# Help! Pump stopped working after a power outage



## NeptuneStar

I purchased the Marineland "Eclipse Hex 5" tank about a month ago, and have been in the process of cycling it. Then today, the meter-reader came to my house and caused a momentary disruption in the power. Afterward, I heard my tank making a loud buzzing sound, like the sound it normally makes, only much, much louder. I investigated just in time to see my bio-wheel slowing to a complete stop. My burgeoning biological filter is going to die!

I've unplugged/plugged the cord several times, taken the intake assembly apart and cleaned it, and raised the water level some, but nothing makes a difference. It hums loudly as if it's working but doesn't draw any water at all.

Is there any way I can fix it, or is it dead forever? I didn't keep my receipt, and it's been over a month, so I doubt I can return it.


----------



## Mrs.JayMay23

Did you make sure you put all the parts back on? I forgot to put a part back on and it hummed like that on me. There is a little cap-like device that goes on the impeller on mine and if that isn't properly placed back onto the impeller, it will make that noise and it won't work.


----------



## NeptuneStar

Mrs.JayMay23 said:


> Did you make sure you put all the parts back on? I forgot to put a part back on and it hummed like that on me. There is a little cap-like device that goes on the impeller on mine and if that isn't properly placed back onto the impeller, it will make that noise and it won't work.

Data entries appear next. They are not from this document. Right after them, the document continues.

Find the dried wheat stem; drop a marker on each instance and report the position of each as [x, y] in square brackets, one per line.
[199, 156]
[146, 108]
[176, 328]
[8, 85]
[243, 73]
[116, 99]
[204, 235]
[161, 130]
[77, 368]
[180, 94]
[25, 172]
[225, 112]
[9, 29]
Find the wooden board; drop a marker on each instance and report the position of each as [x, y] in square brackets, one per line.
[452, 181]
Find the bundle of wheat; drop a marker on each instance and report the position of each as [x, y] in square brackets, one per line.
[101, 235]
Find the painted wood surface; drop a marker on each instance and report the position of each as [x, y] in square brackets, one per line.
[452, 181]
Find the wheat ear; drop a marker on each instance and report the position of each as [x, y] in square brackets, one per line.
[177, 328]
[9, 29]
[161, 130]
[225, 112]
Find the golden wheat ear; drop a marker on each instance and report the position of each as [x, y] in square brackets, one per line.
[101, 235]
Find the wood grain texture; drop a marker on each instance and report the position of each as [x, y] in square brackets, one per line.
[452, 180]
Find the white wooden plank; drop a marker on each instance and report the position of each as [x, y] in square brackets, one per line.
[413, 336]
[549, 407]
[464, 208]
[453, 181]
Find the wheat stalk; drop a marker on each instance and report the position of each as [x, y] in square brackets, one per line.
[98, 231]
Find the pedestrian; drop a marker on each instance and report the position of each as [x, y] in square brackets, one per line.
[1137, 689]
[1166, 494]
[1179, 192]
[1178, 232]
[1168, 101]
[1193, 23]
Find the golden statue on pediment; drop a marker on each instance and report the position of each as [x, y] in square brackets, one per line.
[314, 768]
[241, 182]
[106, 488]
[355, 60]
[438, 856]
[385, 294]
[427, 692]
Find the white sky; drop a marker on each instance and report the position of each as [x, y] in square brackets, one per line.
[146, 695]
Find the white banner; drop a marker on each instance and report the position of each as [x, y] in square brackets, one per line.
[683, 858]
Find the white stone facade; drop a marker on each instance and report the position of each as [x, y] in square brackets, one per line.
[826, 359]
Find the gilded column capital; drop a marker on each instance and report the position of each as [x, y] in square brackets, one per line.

I wish that were the case. On mine, the impeller came as one piece, and I looked at the diagram in the instruction booklet to make sure I put it back together properly.


----------



## Mrs.JayMay23

hmm... Did you try emptying the unit completely? There could be some water in there that could be causing it to have a problem re-starting up.


----------



## NeptuneStar

Mrs.JayMay23 said:


> hmm... Did you try emptying the unit completely? There could be some water in there that could be causing it to have a problem re-starting up.


I thought about what you said, and it got me to thinking. The motor couldn't be fried, since it still ran when I plugged it in. So it had to be a problem RE-starting. And I messed with it until I figured it out! 

Guess what it was? The water level. It had run fine for weeks while slowly evaporating, but when it had to restart itself, the pump wasn't strong enough to pull the water all the way up into the filter. When I added several cups of water to the tank and plugged it back in, it started filtering fine.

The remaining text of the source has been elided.